Uricase method is widely used to monitor serum uric acid for laboratory diagnosis of gout, kidney function and hyperuricemia-associated diseases. It is easy to quantify uric acid by its distinctive absorbance at the 293 nm or to quantify hydrogen peroxide, one of the uricase products, by peroxidase-coupled analysis.

By this approach, serum uric acid values between 3.5 and 6.8 mg/dL in adult males and postmenopausal women and between 2.6 and 6.0 mg/dL in premenopausal women have been identified as normal in many countries.
normal uric acid level is under 6.8 mg/dL . A high uric acid level (above 6.8 mg/dL) is known as hyperuricemia. This can lead to a disease called gout that causes painful joints that accumulate urate crystals. It can also make your blood and urine too acidic.In Western countries people mostly consume non vegetarian diet hence 6.8 mg% uric acid is setup as maximum limit.But in India people experience symptoms of gout even at level of 5 to 6 mg% of serum uric acid.
If too much uric acid stays in the body, a condition called hyperuricemia will occur. Hyperuricemia can cause crystals of uric acid (or urate) to form. These crystals can settle in the joints and cause gout, a form of arthritis that can be very painful. They can also settle in the kidneys and form kidney stones.
Uric acid stones in kidneys:
A uric acid stone is a type of kidney stone, which is a hard object that is made from chemicals in the urine. After formation, the stone may stay in the kidney or travel down the urinary tract into the ureter.
Uric acid stones can form in people who lose too much fluid because of chronic diarrhea or malabsorption, those who eat a high-protein diet, and those with diabetes or metabolic syndrome. Certain genetic factors also may increase your risk of uric acid stones. Uric acid stones are the most readily dissolvable of all types of urinary stones. By maintaining urinary pH between 6.2-6.8 with the use of sodium acid citrate or uralyt-U and reducing serum uric acid by allopurinol, researchers tried to dissolve 107 stones in 67 patients.
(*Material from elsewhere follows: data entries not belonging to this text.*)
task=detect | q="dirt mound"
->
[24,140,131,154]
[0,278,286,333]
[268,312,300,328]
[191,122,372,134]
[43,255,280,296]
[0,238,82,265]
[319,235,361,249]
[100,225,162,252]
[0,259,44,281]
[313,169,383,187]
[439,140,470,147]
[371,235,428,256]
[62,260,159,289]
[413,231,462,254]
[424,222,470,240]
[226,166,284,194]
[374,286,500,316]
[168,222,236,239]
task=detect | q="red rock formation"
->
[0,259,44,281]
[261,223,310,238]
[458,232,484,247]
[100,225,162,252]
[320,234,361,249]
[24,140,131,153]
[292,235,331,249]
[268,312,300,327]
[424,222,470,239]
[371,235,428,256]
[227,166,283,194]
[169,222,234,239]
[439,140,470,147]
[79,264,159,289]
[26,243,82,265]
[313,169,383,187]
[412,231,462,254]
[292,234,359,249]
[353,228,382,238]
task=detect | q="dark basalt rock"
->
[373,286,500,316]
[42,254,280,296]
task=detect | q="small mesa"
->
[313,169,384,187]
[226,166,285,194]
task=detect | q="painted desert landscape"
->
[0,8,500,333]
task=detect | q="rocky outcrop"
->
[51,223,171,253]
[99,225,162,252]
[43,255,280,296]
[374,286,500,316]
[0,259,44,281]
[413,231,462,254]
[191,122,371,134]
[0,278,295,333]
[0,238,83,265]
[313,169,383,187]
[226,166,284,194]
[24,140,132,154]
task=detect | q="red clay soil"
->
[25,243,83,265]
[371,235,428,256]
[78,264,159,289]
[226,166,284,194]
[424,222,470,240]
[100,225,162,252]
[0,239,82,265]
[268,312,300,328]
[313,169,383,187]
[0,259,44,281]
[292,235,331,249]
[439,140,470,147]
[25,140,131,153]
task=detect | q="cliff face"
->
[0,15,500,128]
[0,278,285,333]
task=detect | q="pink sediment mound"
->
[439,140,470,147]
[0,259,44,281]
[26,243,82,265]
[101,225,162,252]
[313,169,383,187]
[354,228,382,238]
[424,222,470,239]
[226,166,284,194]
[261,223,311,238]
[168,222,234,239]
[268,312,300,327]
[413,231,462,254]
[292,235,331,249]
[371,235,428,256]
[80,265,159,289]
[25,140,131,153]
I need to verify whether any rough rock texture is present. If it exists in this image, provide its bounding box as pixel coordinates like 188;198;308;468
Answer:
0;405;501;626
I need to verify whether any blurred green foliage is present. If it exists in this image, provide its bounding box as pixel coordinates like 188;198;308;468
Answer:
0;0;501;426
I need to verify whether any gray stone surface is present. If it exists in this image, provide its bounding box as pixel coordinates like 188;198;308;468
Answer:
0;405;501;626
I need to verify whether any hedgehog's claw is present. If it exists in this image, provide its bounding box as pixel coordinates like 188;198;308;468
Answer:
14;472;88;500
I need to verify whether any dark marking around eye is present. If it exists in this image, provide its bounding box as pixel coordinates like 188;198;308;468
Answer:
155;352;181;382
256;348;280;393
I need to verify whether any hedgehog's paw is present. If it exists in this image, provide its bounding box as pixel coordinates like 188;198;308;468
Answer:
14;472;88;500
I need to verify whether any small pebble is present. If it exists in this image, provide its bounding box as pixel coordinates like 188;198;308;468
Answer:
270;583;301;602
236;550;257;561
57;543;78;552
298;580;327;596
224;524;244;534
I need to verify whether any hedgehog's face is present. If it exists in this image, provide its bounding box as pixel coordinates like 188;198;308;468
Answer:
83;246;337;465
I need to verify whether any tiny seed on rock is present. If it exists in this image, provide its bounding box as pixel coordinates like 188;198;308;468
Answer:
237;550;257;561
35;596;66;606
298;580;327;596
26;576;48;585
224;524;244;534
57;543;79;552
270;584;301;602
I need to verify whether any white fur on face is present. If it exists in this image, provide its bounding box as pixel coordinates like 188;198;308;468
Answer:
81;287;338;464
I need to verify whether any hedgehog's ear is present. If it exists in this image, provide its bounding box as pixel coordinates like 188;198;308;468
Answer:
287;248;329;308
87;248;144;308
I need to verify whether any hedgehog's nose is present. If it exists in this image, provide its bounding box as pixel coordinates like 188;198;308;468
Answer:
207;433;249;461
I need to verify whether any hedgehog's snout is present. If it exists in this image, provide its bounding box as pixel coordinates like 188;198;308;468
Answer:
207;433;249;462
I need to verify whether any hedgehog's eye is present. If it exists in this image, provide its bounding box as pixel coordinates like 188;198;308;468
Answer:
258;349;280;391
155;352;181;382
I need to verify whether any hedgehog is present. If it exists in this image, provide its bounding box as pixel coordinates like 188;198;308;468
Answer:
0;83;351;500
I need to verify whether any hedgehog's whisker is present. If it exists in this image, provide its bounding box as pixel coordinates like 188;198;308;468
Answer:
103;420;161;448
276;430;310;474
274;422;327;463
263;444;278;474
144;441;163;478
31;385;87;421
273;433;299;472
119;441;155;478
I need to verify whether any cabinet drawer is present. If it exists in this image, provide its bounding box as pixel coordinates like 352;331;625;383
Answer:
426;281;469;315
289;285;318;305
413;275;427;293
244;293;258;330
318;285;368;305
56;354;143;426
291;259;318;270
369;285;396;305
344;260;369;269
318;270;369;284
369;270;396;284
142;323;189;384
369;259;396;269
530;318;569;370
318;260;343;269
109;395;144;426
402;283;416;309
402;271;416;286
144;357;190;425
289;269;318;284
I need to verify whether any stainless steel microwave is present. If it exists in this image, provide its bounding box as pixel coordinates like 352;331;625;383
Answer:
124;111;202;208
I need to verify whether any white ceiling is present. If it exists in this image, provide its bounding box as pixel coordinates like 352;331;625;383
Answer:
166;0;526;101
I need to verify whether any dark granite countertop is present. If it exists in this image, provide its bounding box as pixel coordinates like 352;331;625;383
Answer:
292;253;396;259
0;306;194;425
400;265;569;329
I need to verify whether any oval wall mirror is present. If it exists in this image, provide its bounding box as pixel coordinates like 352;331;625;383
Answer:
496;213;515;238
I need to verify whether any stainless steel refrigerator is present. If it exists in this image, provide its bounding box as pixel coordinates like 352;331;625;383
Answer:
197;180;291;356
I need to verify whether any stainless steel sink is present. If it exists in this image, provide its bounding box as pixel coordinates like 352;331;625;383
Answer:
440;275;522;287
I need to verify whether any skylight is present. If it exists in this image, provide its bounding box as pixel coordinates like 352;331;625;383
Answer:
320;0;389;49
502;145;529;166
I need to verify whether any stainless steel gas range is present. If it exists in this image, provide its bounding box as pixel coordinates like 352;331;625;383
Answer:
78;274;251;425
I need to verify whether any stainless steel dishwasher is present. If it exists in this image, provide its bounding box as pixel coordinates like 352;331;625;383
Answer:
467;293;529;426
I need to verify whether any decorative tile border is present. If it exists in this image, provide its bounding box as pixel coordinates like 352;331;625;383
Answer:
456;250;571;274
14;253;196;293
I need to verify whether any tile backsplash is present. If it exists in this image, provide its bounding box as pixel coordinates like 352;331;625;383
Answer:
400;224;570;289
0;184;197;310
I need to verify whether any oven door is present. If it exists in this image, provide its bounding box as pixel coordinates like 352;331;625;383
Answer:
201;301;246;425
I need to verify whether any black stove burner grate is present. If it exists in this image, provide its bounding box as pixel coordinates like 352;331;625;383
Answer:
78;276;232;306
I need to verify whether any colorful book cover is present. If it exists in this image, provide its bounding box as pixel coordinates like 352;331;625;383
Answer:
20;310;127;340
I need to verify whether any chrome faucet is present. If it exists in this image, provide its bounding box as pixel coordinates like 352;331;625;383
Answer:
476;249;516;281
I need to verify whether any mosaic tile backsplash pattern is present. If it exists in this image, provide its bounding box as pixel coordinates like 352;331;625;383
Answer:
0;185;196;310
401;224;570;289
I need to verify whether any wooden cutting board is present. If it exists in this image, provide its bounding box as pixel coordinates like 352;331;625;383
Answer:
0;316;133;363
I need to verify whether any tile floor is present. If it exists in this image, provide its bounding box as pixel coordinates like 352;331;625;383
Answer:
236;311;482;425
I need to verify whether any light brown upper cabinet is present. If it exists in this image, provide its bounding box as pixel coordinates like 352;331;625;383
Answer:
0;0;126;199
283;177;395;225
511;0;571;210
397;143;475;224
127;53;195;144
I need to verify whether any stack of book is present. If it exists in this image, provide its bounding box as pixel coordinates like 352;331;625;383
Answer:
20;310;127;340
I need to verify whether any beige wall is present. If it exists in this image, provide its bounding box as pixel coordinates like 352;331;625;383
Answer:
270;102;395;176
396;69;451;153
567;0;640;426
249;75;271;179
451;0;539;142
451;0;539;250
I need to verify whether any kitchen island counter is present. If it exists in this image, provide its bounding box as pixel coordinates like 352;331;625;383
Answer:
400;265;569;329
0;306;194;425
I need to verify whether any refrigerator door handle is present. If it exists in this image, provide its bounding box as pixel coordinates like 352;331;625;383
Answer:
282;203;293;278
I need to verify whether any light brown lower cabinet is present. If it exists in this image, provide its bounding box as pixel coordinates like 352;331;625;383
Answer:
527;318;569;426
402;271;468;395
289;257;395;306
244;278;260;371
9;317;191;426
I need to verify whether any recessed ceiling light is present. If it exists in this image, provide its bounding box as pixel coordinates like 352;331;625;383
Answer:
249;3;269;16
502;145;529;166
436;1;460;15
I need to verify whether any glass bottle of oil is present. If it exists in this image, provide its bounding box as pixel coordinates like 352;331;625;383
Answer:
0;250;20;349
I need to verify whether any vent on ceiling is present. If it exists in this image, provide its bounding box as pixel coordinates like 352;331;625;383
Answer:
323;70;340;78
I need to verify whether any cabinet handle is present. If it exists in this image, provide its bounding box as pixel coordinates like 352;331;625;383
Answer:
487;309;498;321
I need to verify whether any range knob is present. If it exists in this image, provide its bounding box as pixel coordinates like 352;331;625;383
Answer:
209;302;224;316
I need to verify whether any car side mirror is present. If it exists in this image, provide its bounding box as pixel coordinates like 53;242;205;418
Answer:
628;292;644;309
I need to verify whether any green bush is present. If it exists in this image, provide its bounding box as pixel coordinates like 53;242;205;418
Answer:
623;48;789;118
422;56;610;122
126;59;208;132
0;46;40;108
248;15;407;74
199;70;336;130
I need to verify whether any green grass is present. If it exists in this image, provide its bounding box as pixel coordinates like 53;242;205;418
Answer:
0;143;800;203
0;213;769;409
Serum uric acid increases due to certain reasons.
Most of the time, a high uric acid level occurs when your kidneys don't eliminate uric acid efficiently. Things that may cause this slow-down in the removal of uric acid include rich foods, being overweight, having diabetes, taking certain diuretics (sometimes called water pills) and drinking too much alcohol.

X ray, Ultrasonography and CT can be useful for diagnosis.
For laboratory diagnosis of gout the fluid is collected from bone joints and examined microscopically for uric acid crystal.